At the airport, gun battles went on for five hours and television pictures showed fire raging as ambulances ferried casualties away.
At least three loud explosions were heard as militants wearing suicide vests blew themselves up.
Pakistani officials believe that there were 10 attackers and all ten were killed when the military launched a counterattack. Seven were reportedly killed exchanging gunfire with police and soldiers while three of them detonated suicide vests after being cornered by authorities. Although a Pakistani Army spokesman said that they had successfully retaken the airport, smoke from a raging fire in the cargo are was clearly visible from a distance. Although some witnesses reported that aircraft on the ground were damaged or destroyed in the attack, the Army denied that and said the fires were from a fuelling facility that was blown up in the attack.

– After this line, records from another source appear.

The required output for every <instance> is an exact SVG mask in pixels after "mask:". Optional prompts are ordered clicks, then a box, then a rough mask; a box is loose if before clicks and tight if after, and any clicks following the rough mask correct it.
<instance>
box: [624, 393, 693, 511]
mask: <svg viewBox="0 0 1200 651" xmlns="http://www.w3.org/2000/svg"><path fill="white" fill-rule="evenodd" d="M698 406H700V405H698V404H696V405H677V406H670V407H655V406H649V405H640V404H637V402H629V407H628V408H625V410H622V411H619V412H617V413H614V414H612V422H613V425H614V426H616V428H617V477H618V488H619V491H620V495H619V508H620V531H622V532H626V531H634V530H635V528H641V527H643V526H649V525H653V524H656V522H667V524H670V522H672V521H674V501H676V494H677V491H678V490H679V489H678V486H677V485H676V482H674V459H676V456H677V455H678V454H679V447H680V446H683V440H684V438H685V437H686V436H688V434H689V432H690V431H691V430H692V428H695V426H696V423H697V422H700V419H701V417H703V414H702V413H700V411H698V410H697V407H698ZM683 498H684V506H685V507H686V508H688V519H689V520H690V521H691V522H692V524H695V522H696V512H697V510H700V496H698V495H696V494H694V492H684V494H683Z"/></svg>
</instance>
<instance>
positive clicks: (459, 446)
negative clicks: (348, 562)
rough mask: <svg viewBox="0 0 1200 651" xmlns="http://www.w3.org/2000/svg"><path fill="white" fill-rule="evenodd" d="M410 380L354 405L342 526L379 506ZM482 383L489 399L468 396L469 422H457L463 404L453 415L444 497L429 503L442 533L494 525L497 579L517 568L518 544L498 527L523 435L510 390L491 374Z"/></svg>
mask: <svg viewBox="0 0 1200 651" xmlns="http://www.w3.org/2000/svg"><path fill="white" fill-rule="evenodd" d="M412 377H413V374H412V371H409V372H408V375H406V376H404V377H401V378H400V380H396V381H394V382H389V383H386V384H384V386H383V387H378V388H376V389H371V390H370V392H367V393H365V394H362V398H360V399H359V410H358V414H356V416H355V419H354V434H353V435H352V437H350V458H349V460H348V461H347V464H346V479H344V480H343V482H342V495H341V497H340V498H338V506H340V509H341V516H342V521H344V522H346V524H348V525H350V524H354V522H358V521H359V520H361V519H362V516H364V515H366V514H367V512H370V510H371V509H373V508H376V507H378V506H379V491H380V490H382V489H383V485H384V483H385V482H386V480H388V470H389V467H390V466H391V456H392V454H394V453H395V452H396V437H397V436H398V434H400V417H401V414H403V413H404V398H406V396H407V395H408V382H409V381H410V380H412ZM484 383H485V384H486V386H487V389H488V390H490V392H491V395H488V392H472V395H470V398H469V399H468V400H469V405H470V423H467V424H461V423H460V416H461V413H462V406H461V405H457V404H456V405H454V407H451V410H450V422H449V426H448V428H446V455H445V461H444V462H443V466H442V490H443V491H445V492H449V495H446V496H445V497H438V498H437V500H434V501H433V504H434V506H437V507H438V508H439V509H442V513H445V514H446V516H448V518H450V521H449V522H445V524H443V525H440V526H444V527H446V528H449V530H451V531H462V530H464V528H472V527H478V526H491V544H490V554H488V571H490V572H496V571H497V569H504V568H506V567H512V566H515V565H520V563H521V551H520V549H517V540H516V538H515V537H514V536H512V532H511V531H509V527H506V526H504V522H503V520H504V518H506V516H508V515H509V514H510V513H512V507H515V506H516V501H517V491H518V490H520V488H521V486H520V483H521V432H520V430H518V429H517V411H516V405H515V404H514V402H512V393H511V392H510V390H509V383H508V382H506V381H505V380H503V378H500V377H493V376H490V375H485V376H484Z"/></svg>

A spokesman for the Pakistani Tehrek-e-Taliban organization claimed responsibility for the attack, claiming it was retribution for a November 2013 drone strike that killed one of their leaders.
Observers point out that the attack is a blow for Pakistani Prime Minister Nawaz Sharif, who had campaigned on reaching a negotiated settlement with the Taliban last year and was hoping to project an image of stability in order to attract more foreign capital and investment to the country.
As a precaution, flights bound for Karachi were diverted elsewhere as the fighting spilled out to the airport's tarmac. An estimated 44,000 passengers travelling domestically and internationally use the airport each day, making it Pakistan's busiest airport. The airport serves Pakistan's largest city and commercial hub of Karachi and underwent extensive renovation and expansion in the 1990s.
Coincidentally, this is not the first time terrorists disguised as security forces launched an attack at Karachi's Jinnah International Airport. In September 1986, Palestinian terrorists disguised as airport security stormed Pan Am Flight 73 while it was on the ground for a scheduled stopover on its flight from Bombay to New York. The flight crew was able to escape, leading to a tense standoff between the hostage-takers and Pakistani commandoes on the ground. As the commandoes were preparing to storm the aircraft, the hijackers opened fire on the aircraft's 380 passengers and crew, killing at least 20.
Elsewhere in Pakistan, at least 30 people were killed in an attack on a hotel in the western border town of Taftan. According to eyewitnesses, a suicide bomber entered the Al Murtaza hotel in the town along the border with Iran and detonated himself among a crowd of Shi'ite pilgrims on Sunday. An individual claiming to be from the banned Jaishul Islam movement claimed responsibility for the hotel bombing in a phone call with reporters from Quetta.